Heureusement pour lui, Vincent Desiderio est un chic type qui prend cette citation pour un hommage et ne réclame pas d’argent. “Quand une œuvre d’art sort là-dehors, un flux active et agrandit l’imagination commune”, philosophe-t-il auprès du New York Times. Le peintre relève la présence de Donald Trump et de “stars du hip-hop” (Rihanna et son ex Chris Brown).
Mais pas celle de Taylor Swift. La caméra l’effleure pourtant au moment même où Kanye West prend la parole, goguenard : “J’ai l’impression que moi et Taylor pourrions encore baiser.Pourquoi ? Parce que j’ai rendu cette salope célèbre (putain).”
“Notre vie est une performance artistique en marche”
Alors que le single avait déjà fait scandale à sa sortie en février, les fans de TayTay manquent de s’étrangler en découvrant son clip un beau matin de juin 2016. La réalisatrice de Girls, Lena Dunham – qui la compte parmi ses BFF –, s’empresse de dénoncer sa misogynie sur Facebook : “Je n’ai pas une réaction hip-cool (face au clip) parce que voir une femme que j’aime comme Taylor Swift (ça fait mal de regarder, je n’ai pas pu), une femme que j’admire comme Rihanna ou Anna (Wintour) réduite à une paire de seins en silicone réalisée par un mec de la Valley spécialisé en effets spéciaux, me rend triste et inquiète pour les adolescentes qui regarderont ce clip et qui pourraient ne pas comprendre que cette caméra granuleuse qui a l’air d’errer est un truc de snuff-movie (vidéo mettant en scène le véritable viol/meurtre/tabassage de quelqu’un – ndlr)”
West l’envisage, lui, comme une réflexion sur la célébrité, sans plus de précisions. En réduisant ces stars issues de la politique comme de l’industrie musicale à des amas de chair et en les plaçant en situation de vulnérabilité, le rappeur cherche-t-il à ramener ces dieux des temps modernes à leur condition de simples mortels ? Sa femme Kim Kardashian et lui-même n’échappent pas au traitement : ils posent nus parmi leurs convives. “Notre vie est une performance artistique en marche”, expliquait-il à Vanity Fair au moment de la sortie du clip.

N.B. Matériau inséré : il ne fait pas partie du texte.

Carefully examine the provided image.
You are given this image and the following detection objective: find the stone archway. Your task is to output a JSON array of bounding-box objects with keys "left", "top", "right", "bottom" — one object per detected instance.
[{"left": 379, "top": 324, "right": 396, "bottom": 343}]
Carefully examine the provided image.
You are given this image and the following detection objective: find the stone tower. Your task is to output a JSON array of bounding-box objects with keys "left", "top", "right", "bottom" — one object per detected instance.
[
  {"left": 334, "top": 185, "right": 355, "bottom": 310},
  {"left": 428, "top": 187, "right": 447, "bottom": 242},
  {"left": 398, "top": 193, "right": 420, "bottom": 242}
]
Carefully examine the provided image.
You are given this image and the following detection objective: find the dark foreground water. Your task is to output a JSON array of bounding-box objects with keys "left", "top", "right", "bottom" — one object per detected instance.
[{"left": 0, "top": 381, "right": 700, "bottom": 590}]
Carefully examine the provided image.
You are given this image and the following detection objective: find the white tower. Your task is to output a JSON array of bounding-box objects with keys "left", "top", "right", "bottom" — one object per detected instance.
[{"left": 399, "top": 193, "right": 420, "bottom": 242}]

La référence à Taylor Swift est un clin d’œil pop-culturel adressé à tous ceux qui n’ont jamais perdu une miette de sa vie rocambolesque. Pour les autres, remontons huit ans en arrière, jusqu’à une fameuse cérémonie des MTV Video Music Awards.
Cette année-là, Taylor Swift remporte le prix du meilleur clip pour une artiste féminine. “J’avais imaginé ce que ça ferait d’en avoir un, un jour, mais je ne pensais pas que ça puisse réellement arriver”, déclare-t-elle, clairement en manque d’inspiration. Alors que l’on commence à piquer du nez, Kanye West débarque en lunettes noires, lui chope le micro et balance que “Beyoncé a l’une des meilleures vidéos de tous les temps”.
Gros plan sur l’intéressée, qui a l’air à la fois surprise, embarrassée et ravie, on ne sait pas trop. West réitère sa sentence avant de refiler le micro à Swift et de se barrer illico presto. On peut le comprendre : Beyoncé était nominée dans la même catégorie pour Single Ladies, un clip en noir et blanc inspiré de l’interprétation de Mexican Breakfast par la chanteuse, actrice et chorégraphe Gwen Vernon et ses deux danseuses au Ed Sullivan Show en 1969.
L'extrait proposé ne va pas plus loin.